Porque es época de tomarnos vacaciones (o, si no nos tocan, de soñarlas) esta vez nos ocupamos de los destinos literarios: esos espacios privilegiados, elevados del mapa de los lugares concretos en tanto escenarios de historias que son tan ficticias como inolvidables.


Monje frente al mar, Caspar David Friedrich (1774-1840)

Al pensar en esos sitios, realidad e invención se entremezclan. Quien haya leído La ciudad y los perros o Conversación en la Catedral difícilmente pueda pasear por Lima sin ecos ni citas. Quien haya seguido los pasos de La Maga y Oliveira cruzando los puentes de París (y de su relación) en la novela Rayuela los imaginará inevitablemente en algún momento de su recorrido. Y quien haya conocido la larga pasión de Florentino Ariza por Fermina Daza, detallada en El amor en los tiempos del cólera, no pasará por el Portal de los Dulces de Cartagena sin sentir que la historia se inicia otra vez, en cualquier momento.

Por los puentes de Venecia, dicen que deambulan un mercader (el ideado por Shakespeare). Y también el ansia casi suicida de un turista mayor, hechizado por un amor prohibido justo cuando todo le indica que la peste avanza por los canales y que debe volver de inmediato a su seguro y confortable hogar alemán, según lo narró Thomas Mann en La muerte en Venecia.

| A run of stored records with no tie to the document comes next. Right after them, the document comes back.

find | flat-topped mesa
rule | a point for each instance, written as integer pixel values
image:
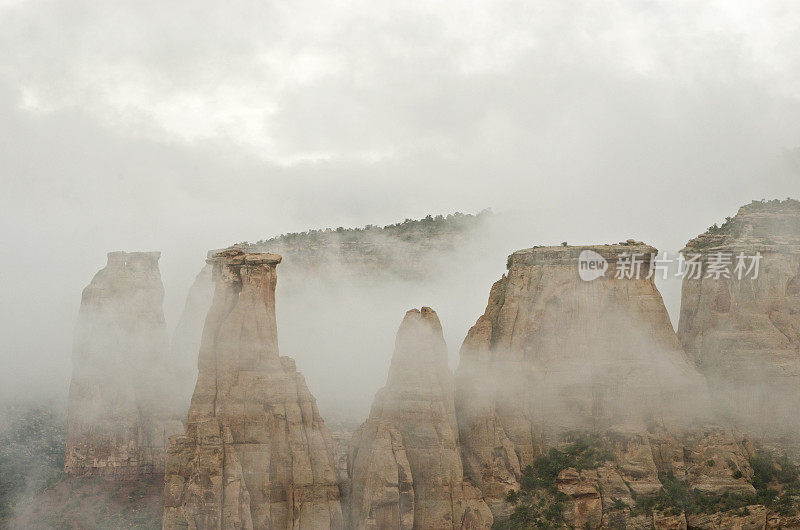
(740, 313)
(119, 418)
(554, 353)
(404, 462)
(256, 453)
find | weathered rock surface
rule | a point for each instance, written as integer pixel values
(405, 465)
(120, 413)
(185, 344)
(256, 453)
(554, 355)
(743, 330)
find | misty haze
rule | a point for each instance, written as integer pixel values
(443, 265)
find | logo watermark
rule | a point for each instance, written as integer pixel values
(630, 266)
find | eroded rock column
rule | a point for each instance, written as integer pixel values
(256, 453)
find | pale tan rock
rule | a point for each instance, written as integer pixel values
(120, 407)
(256, 453)
(753, 518)
(405, 465)
(586, 505)
(662, 521)
(744, 333)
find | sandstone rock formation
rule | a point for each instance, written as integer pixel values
(742, 327)
(405, 464)
(256, 453)
(555, 355)
(119, 415)
(186, 338)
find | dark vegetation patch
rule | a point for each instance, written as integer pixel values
(538, 503)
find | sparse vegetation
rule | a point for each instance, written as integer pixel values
(774, 479)
(538, 503)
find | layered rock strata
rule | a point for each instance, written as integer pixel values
(186, 338)
(256, 453)
(554, 354)
(740, 313)
(120, 413)
(405, 464)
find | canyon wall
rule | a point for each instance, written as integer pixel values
(256, 453)
(740, 314)
(405, 464)
(554, 356)
(120, 410)
(186, 338)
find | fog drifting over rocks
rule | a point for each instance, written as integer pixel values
(187, 126)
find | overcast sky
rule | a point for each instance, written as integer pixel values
(184, 126)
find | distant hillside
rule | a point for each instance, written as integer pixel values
(409, 249)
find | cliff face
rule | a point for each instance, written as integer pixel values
(405, 464)
(743, 330)
(118, 420)
(554, 355)
(186, 338)
(256, 453)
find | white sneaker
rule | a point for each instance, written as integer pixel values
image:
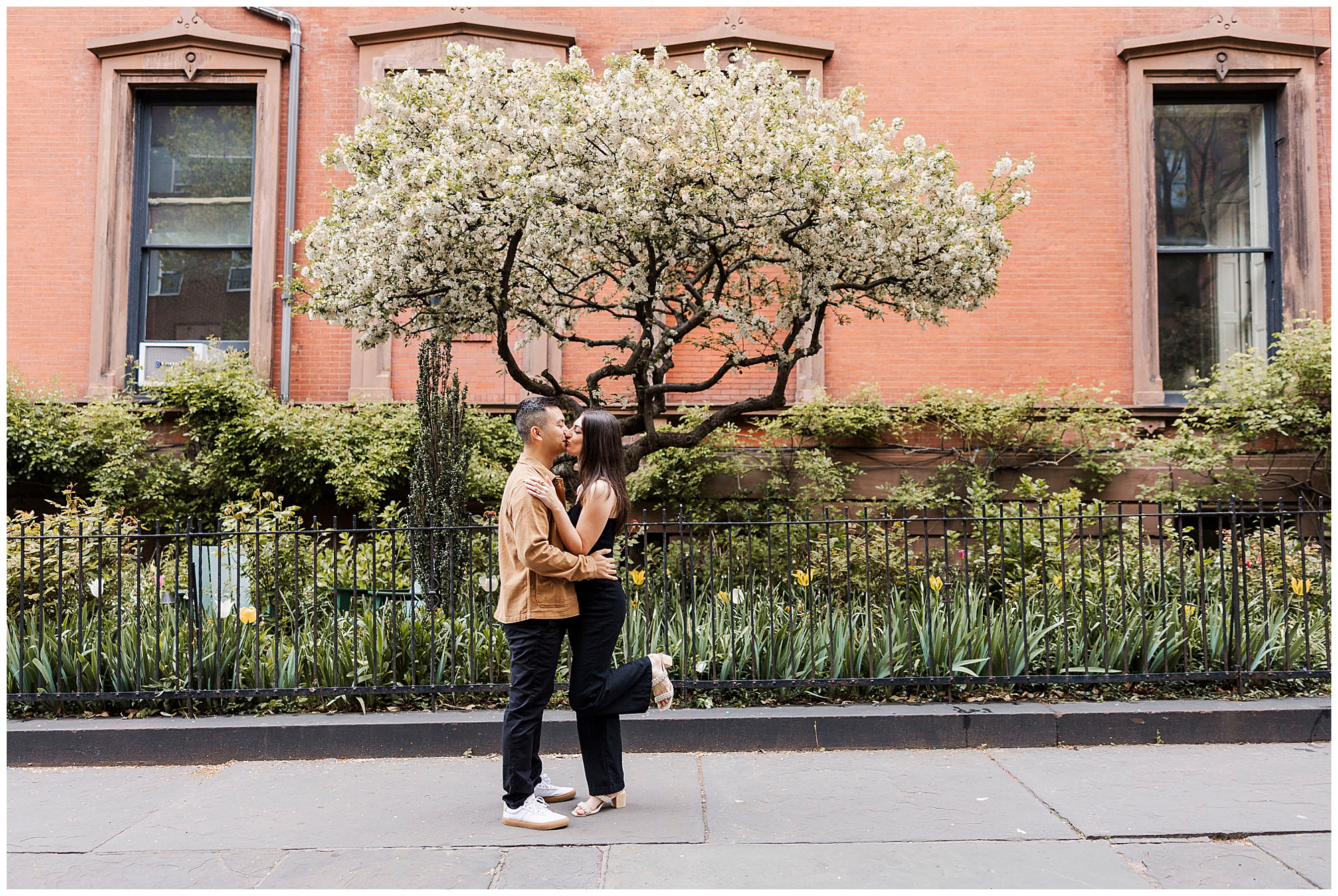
(533, 814)
(552, 792)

Londres no se queda atrás en las evocaciones que suscita: las tramas policiales protagonizadas por Sherlock Holmes, los relatos de mujeres que buscan su lugar en el mundo de Virginia Woolf, los cuentos de miseria pero también de alegría de Charles Dickens. Y así podríamos seguir con la Praga “de” Kafka, la Bogotá “de” Mario Mendoza, la Buenos Aires “de” Borges o de Leopoldo Marechal…

¿Qué lugares son para ir con libro-en-mano? ¿Qué autores sirven como guías por esos espacios? Lo conversamos aquí.

lunes, 12 de enero de 2015

La fe en los libros

"Cuando llegó la hora de irme de casa, había desarrollado, cosa poco sorprendente, una gran fe en los libros. Aunque los puntos flacos de mi padre en la lectura coinciden con los míos, y lo que a él no le gustaba a mí sigue sin gustarme (no hay nada más permanente que una fobia de infancia heredada) sabía que se podía encontrar un libro para cada estado de ánimo, o encontrar un libro para cambiar tu estado de ánimo, un libro que pudiera sugerir una forma de pensar, de sentir y de ser. Nuevos pensamientos, imágenes y fantasías brotaban en tu mente mientras leías sentado en la butaca. El libro adecuado, como una droga, podía colocarte, y mantenerte durante semanas en el estado mental deseado".

Del libro autobiográfico de Hanif Kureishi sobre la relación con su padre, Mi oído en su corazón.


viernes, 9 de enero de 2015

Ubi sunt...

El 4 de enero de 1965 murió T. S. Eliot, poeta angloestadounidense, ganador del Nobel de Literatura en 1948.


Dejó cientos de poemas, libros de teatro y ensayos... y también una pregunta que le gustaba citar a Jorge Luis Borges y que resulta sorprendentemente actual para nosotros, en estos tiempos de proliferación de contenidos:
¿Dónde está la sabiduría que perdimos con el conocimiento y dónde está el conocimiento que perdimos con la información?